Kopimashin currently generates 100 copies each second of the three minute MP3 file, Crazy by Gnarls Barkley. That comes out to just over 8.5 million copies per day, or one copy for roughly every resident of New York City.
Think of it like a perpetual motion device for piracy but before getting bent too far out of shape, know that Sunde claims to have created the device (which doesn’t actually save the copies) in order to demonstrate the over-inflated values of copies that media mega-giants that comprise the Recording Industry Association of America (RIAA) assign as lost value when filing lawsuits against music pirates. In short, if the RIAA says the single is valued at $1.35 per copy, then Kopimashin would produce millions of dollars in losses. Sunde disagrees.
“I want to show the absurdity on the process of putting a value to a copy. The machine is made to be very blunt and open about the fact that it’s not a danger to any industry at all,” said Sunde in an 12/19/2016 article at TorrentFreak.
Perhaps unsurprisingly, there is clearly a limit to how many copies could genuinely be sold to begin with but for the sake of discussion, we will just say the RIAA isn’t known for making conservative estimates. Having said that, Sunde demonstrates additional holes in his side of the argument toward the end of the TorrentFreak article by shoving the pendulum to the opposite extreme.
“I want to show with a physical example…that putting a price to a copy is futile,” said Sunde.
If history is any guide, you can expect Kopimashin to work its way into media agreement bargaining sessions in the near future, just like portable desktop cassette recorders did in the 1970s (spoiler alert: they were a red herring too), and consume valuable time that would otherwise be better spent on more productive topics.
I used to show my students Rob Reid’s satirical TED Talk on the subject.

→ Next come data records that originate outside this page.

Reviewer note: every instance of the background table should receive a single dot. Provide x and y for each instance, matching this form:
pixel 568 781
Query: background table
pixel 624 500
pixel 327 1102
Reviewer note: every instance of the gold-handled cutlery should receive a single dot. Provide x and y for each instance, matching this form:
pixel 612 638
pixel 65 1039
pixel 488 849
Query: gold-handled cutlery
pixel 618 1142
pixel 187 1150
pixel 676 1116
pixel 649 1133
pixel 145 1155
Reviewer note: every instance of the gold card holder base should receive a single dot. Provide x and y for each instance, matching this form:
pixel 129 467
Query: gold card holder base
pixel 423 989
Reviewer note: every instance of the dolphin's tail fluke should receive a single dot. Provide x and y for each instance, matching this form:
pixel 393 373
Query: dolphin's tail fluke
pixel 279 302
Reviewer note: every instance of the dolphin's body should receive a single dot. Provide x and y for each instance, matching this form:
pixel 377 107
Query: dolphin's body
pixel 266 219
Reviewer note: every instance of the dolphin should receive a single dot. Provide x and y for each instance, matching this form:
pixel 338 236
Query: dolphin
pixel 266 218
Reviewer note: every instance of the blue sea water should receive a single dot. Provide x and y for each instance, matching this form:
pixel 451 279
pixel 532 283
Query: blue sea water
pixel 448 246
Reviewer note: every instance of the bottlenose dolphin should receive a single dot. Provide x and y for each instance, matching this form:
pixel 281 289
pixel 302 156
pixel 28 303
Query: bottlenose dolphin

http://www.ted.com/talks/rob_reid_the_8_billion_ipod
He has a humorous novel on the subject as well. In it, aliens discover how great Earth music is and start copying it infinitely, as their is their cultural norm. Then, they realize that the penalties under U.S. copyright law would more-than-bankrupt all alien societies combined. Imagine Douglas Adams by way of Lawrence Lessig.
Imagining Douglas Adams by way of Lawrence Lessi = all day smile.